Rising Cost of Dying and COVID Impact UK Watchdog’s Crackdown
A new report shows it cost a lot more to die in the UK in 2019 than it did in 2018. Watchdog organizations are not happy, but COVID is keeping them from doing something about it.
The cost of dying in the UK in 2019
UK insurance company SunLife produced its 15th annual Cost of Dying report early this year. According to the report, a basic funeral now averages £9,493 ($12,392) — an all-time high. It’s an increase of 3.1% in just one year and a whopping 47% increase since 2007. At this rate, SunLife predicts UK funerals will average more than $13,000 by 2023.
For the purposes of the report, SunLife breaks down the “cost of dying” into three components:
- Basic funeral — cremation or burial, funeral director, doctor, and celebrant,
- Send-off — memorial, death and funeral notices, flowers, limos, venue, and catering, and
- Professional fees — hiring a professional to administer the estate.

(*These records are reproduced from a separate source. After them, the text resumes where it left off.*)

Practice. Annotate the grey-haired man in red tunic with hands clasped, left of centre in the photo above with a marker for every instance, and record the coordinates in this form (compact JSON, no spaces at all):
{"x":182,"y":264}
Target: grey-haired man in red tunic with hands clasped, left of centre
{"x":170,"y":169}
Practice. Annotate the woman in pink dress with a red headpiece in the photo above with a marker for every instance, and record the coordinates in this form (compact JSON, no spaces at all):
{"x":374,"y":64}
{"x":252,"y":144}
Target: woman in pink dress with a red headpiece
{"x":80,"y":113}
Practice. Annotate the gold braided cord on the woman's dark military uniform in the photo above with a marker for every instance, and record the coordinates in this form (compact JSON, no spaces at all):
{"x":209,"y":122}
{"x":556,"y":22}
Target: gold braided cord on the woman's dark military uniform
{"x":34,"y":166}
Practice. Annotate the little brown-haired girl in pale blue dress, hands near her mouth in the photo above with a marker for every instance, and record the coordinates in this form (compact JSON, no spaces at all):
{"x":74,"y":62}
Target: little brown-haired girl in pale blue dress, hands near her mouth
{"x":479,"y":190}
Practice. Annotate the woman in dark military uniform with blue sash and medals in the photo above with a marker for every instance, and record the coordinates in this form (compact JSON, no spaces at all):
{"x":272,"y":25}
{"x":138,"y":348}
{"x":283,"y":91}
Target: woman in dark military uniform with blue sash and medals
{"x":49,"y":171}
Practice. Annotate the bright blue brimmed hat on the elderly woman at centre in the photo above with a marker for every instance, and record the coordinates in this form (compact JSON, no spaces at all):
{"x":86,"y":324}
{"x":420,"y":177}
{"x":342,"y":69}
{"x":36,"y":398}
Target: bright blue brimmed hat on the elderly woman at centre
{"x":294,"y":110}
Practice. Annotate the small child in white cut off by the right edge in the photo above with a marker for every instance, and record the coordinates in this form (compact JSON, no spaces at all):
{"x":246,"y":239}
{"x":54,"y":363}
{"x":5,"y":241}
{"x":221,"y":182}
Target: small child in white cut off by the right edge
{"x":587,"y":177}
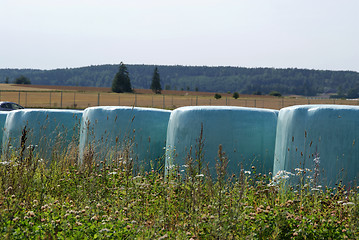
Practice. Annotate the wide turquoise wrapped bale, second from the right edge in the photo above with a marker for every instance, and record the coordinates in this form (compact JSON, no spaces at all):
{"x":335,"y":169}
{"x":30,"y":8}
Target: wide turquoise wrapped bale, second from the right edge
{"x":247,"y":136}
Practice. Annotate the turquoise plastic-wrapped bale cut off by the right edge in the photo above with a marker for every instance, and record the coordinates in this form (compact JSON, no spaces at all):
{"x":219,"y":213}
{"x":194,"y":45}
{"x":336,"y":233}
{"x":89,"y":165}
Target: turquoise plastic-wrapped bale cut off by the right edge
{"x":320,"y":139}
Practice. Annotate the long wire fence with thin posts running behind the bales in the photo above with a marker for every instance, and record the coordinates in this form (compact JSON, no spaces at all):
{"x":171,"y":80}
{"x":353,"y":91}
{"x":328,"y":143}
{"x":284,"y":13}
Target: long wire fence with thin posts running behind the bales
{"x":67,"y":99}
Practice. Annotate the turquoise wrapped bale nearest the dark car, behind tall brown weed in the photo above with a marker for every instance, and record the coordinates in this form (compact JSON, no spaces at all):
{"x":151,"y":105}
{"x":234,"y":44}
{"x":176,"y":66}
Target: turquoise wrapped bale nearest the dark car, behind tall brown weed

While the cost of “send-off” is up 11.9% over the previous study, the report cites the basic funeral costs as the most alarming. Funeral costs have risen 62% over the last decade. It’s a rate that far surpasses normal inflation. For example, in the same time period, fuel has gone up 29.4%, housing costs are up 42%, and wages have only increased by 22%.
UK government weighs in
In 2019, the Competition and Markets Authority (CMA) launched an investigation prompted by rising costs in the UK funeral industry. As part of the process, the CMA studied competition among funeral directors and among crematoria as well as pricing transparency. They surveyed consumers and asked for feedback from funeral professionals.
On August 13, 2020, the group published the following identified issues:
- People are too distressed at their time of need to compare providers and instead choose a familiar, recommended, or geographically close funeral home.
- Pricing and product information isn’t consistent enough to allow for cost comparisons.
- Funeral home and crematorium fees are increasing faster than inflation rates.
- Residents of Britain, Wales, and Northern Ireland believe funeral directors are regulated (they aren’t).
- Those same residents’ loved ones are receiving “unacceptably low levels of care.”
- The government makes opening a new crematorium extremely difficult, so consumers have very few to choose from.
Along with these “provisional conclusions” the CMA recognized the impact of COVID-19 on the death care profession. Unfortunately, the pandemic has created a “serious dilemma for the CMA.
“On the one hand, it is clear that the funerals sector is not working well and that reforms will be needed,” reads a statement. “On the other hand, the pandemic has created insurmountable obstacles to some of the solutions needed to design and implement far-reaching reform of the sector at this stage.”
One of those proposed reforms — price caps on funeral services and merchandise — has not been well received by the profession. Dignity, one of the UK’s largest funeral firms with 800 locations, has basically announced they won’t lower prices until the CMA makes them.
Members of the National Society of Allied and Independent Funeral Directors are also breathing a sigh of relief.
“We are pleased that an earlier proposal to introduce price controls, which would be inappropriate and potentially highly damaging at this time of restricted funeral services, has been shelved,” a spokesperson said. “It has been an incredibly challenging year for the profession.”